Accepting failure—F’s are the new A’s, which helps us learn to work through and stop subserviently enabling our fear of failure, our aversion to change.
This behavior means accepting vulnerability as a pathway to intimacy with change: taking personal accountability, personal responsibility, and becoming at peace with the pendulum of self-reliance and collective reliance—to authentic change.
When someone or something closes the door, they are also opening a window for you to go through.
You can analyze the past, but you need to design the future. That is the difference between suffering the future and enjoying it.—Edward de Bono
When we embrace change, we embrace being active rather than passive, being or becoming a change agent rather than normalizing the abnormal (it’s still abnormal!)—more learned helplessness—bias for external locus-of-control versus internal locus-of-control.
In an external locus-of-control—everything about our wellbeing, the future has to do with what and how the external world around us controls, regulates, or navigates our behavioral, emotional, and psychological change—suffering it or enjoying it.
In an internal locus-of-control—everything about our wellbeing, the future has to do with what and how we discover the brilliance inside us—and channel it to navigate between suffering the present and future and enjoying it.
Embracing the need for change, and reciprocity aligns with transitions start with an ending.
New beginnings—new waves of innovation involve new understanding, new attitudes, and new values.
They emerge through a release of energy in a new direction. And a renewed identity.
They begin when organizations—leaders, managers, and employees identify what is over and being left behind.

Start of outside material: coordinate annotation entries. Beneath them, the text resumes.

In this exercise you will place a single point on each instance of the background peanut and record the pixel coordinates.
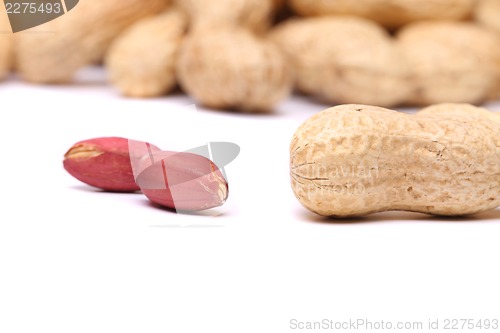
(388, 12)
(145, 67)
(6, 44)
(222, 68)
(53, 52)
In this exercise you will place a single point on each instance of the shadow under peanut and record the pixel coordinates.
(489, 216)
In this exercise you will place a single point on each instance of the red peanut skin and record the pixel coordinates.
(107, 168)
(183, 181)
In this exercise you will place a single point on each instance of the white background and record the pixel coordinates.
(73, 259)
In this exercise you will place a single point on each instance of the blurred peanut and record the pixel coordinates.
(141, 61)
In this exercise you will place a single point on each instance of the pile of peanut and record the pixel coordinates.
(249, 55)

New beginnings are more about the inner psychological processes organizations are going through to adapt to authentic change.
Not creating silos that exclude the subtle nuances of human dynamics in favor of simplified, often unrealistic behavior changes for the benefit of quick consumption (mindset) at boardroom tables: executive leaders and managers, departments like human resources, project management offices, and IT-business alignment.

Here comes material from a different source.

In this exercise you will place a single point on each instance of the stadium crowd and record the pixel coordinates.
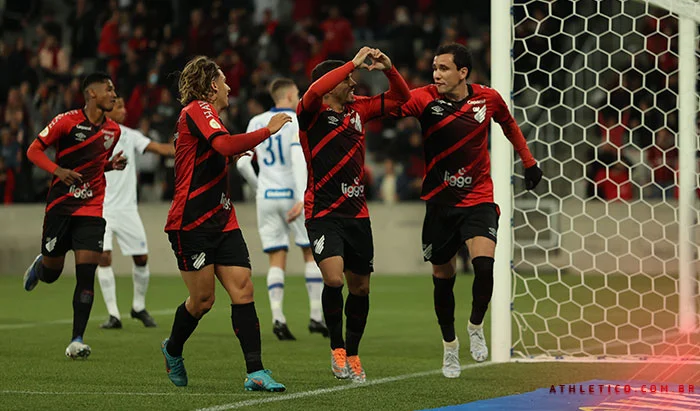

Nor reducing behavior change strategies, analyses, reports, and emails to a set of jargon-laced bullet points.
We need a deeper understanding and sensemaking to innovate and break-through. Unfortunately, the opposite is happening.
Do business leaders and their line managers truly need abridged, envisioned simplified versions of strategies, analyses, and reports regarding behavior changes for quick consumption?
Or, is this doing more harm than good?
How smart do I want my workers to be or become?
This focus is the critical question, and issue, our leaders, organizational change agents, and communicators, should be asking in this COVID-19 pandemic and beyond.
Abundance is a dance with reciprocity—what we can give, what we can share, and what we receive in the process.